De son côté et pour sa première participation à une élection présidentielle, Azzedine Mihoubi, secrétaire général par intérim du Rassemblement national démocratique (RND), a dévoilé un programme électoral axé sur l'économie avec 150 propositions, plaidant pour la création d'un ministère de l'Economie qui réunira les secteurs de l'Energie, des Finances, de l'Industrie, des Télécommunications et de la Poste. M. Mihoubi mise dans sa nouvelle politique sur le développement d'une économie entrepreneuriale et compte encourager la création d'entreprises de production pour préparer le pays à l'après pétrole.
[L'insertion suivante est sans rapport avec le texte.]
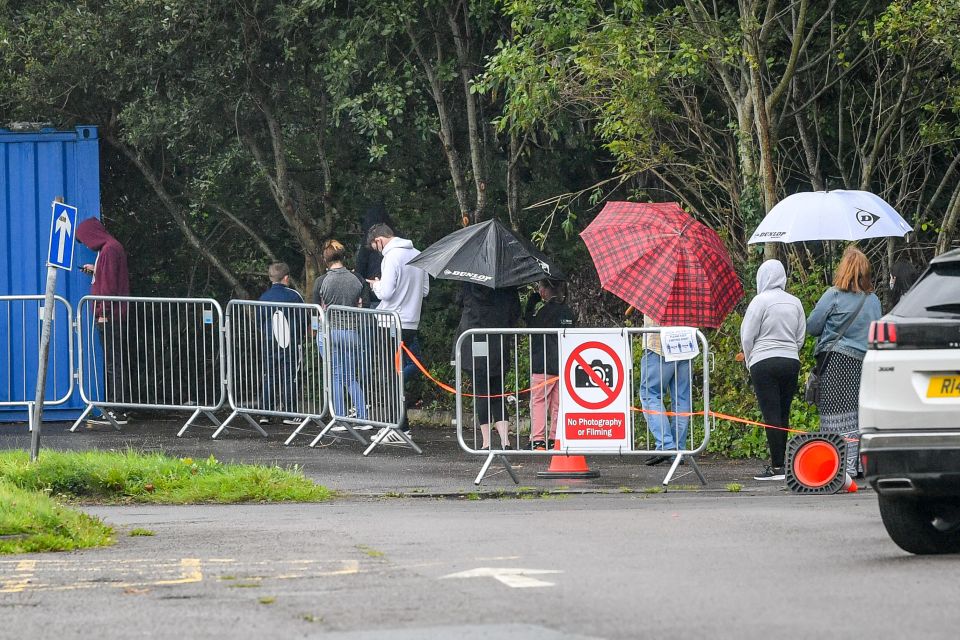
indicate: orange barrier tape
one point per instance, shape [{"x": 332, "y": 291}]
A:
[
  {"x": 398, "y": 361},
  {"x": 448, "y": 388}
]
Plus jeune postulant à la magistrature suprême, Abdelaziz Belaid (56 ans) concourt pour la seconde fois après un premier échec en 2014. Soutenant que l'élection présidentielle du 12 décembre constitue «la seule solution pour sortir de la crise que traverse le pays», M. Belaid appelle les Algériens à contribuer à la réussite de ce rendez-vous électoral, promettant d'engager des «réformes profondes» pour répondre aux aspirations du peuple. Le candidat promet d'«éliminer la corruption, de garantir l'indépendance de la justice, de consacrer la démocratie participative et l'exercice d'un contrôle effectif à l'aide des différents mécanismes qui seront mis en place».

Equité et transparence

L'autre enjeu de cette campagne est de convaincre les électeurs du caractère «régulier et démocratique» de cette joute dont l'issue doit refléter le choix du peuple. Des impératifs que Mohamed Charfi, président de l'ANIE, avait affirmés à travers l'engagement de cette instance à veiller au caractère «régulier et démocratique» de la présidentielle, assurant que «ses membres sont mobilisés pour préserver le choix du peuple».
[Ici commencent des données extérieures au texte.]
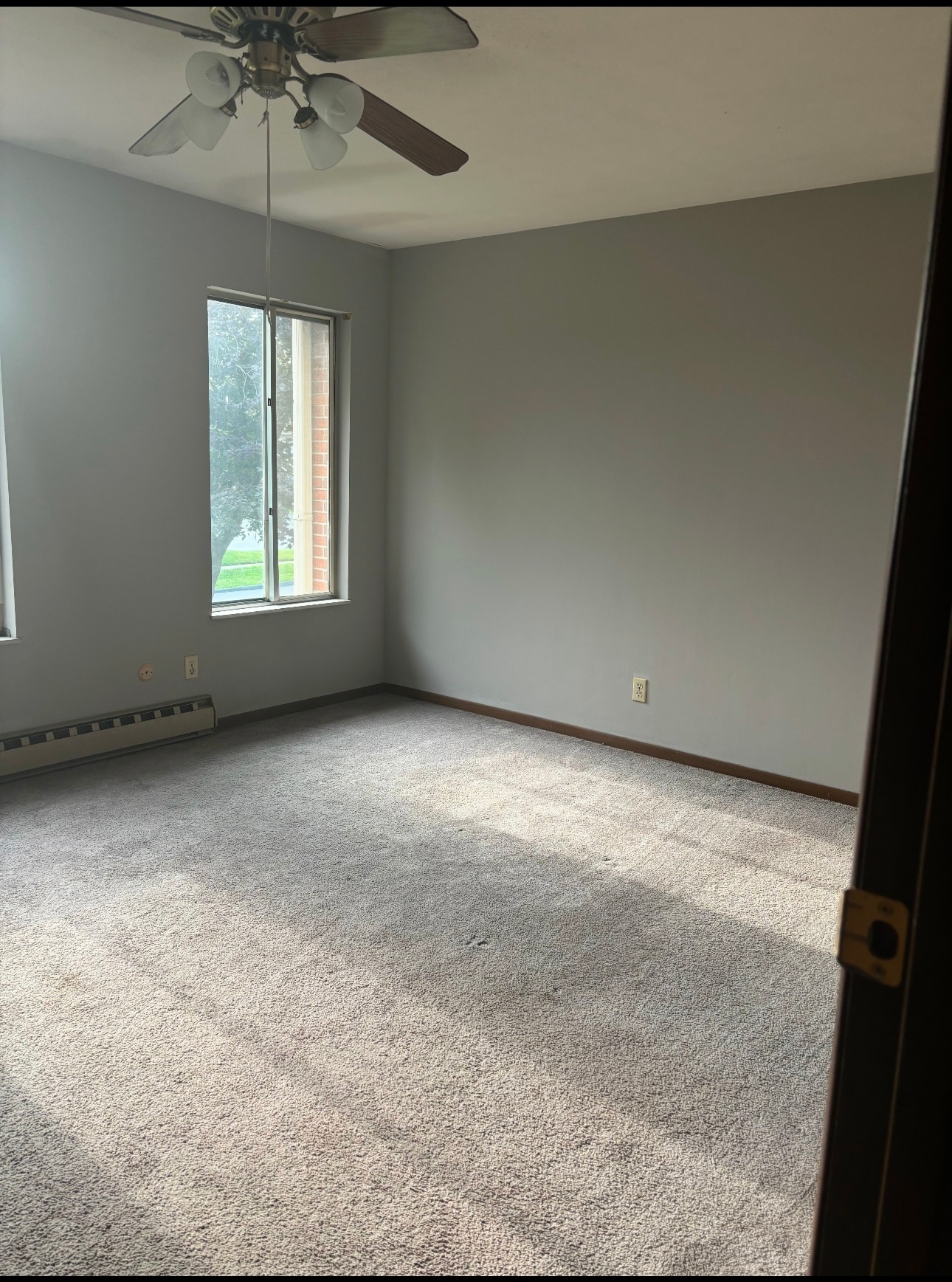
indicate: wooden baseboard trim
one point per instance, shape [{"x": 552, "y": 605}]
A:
[
  {"x": 633, "y": 745},
  {"x": 300, "y": 706}
]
Cette équité des joutes électorales passe également par une équité entre candidats dans l'accès aux médias. C'est dans cette perspective que le vice-président de l'ANIE, Abdelhafid Milat, a indiqué que la campagne électorale verra «des débats entre candidats, en cours de préparation en coordination avec l'Autorité de régulation de l'audio-visuelle (ARAV)», mettant en exergue le rôle «prépondérant» des médias dans le déroulement régulier et loyal de la campagne électorale.
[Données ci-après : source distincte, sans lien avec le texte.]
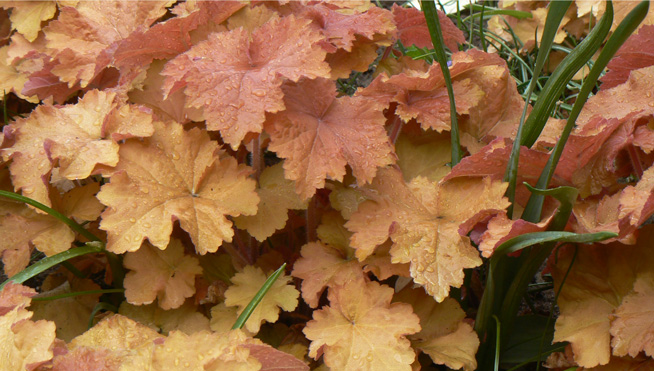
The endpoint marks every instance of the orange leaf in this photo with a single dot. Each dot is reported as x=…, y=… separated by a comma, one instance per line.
x=26, y=344
x=77, y=137
x=83, y=38
x=175, y=175
x=445, y=336
x=168, y=275
x=236, y=76
x=26, y=17
x=362, y=330
x=427, y=223
x=186, y=318
x=247, y=283
x=318, y=134
x=277, y=198
x=204, y=350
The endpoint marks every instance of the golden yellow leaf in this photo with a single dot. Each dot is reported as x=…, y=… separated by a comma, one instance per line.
x=186, y=318
x=362, y=330
x=247, y=283
x=168, y=275
x=427, y=223
x=277, y=196
x=174, y=175
x=24, y=342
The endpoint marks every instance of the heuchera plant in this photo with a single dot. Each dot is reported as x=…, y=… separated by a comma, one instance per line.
x=166, y=158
Une équité qui doit être également assurée par une transparence des financements des campagnes. A ce propos, Abdelhafid Milat avait indiqué que cette opération est régie par la loi, assurant que l'ARAV «ne permettra pas que des fonds issues d'activités illégales et dont l'origine est inconnue soient utilisés et interviendra en cas de dépenses excessives et injustifiées pour demander des explications». Il importe enfin de souligner que le parti du Front de libération nationale (FLN), majoritaire au Parlement mais qui peine à se relever de son soutien aux mandats successifs du président sortant, Abdelaziz Bouteflika, deux décennies durant, n'a ni présenté de candidat, ni apporté, jusqu'à maintenant, son appui à aucun d'entre eux. Hormis le parti Talaie el Hourriyet, les autres partis de l'opposition, réunis au sein du Forum national pour le dialogue et des Forces de l'alternative démocratique, dont le Mouvement de la société de la paix (MSP), le Front des forces socialistes (FFS), le Rassemblement pour la culture et la démocratie (RCD) et le parti des travailleurs (PT) n'ont pas présenté de candidats. Ces formations considèrent que les conditions «ne sont pas réunies pour la tenue d'une élection permettant le choix libre et souverain du peuple et que son organisation dans le cadre du système actuel ne servira qu'à sa régénération».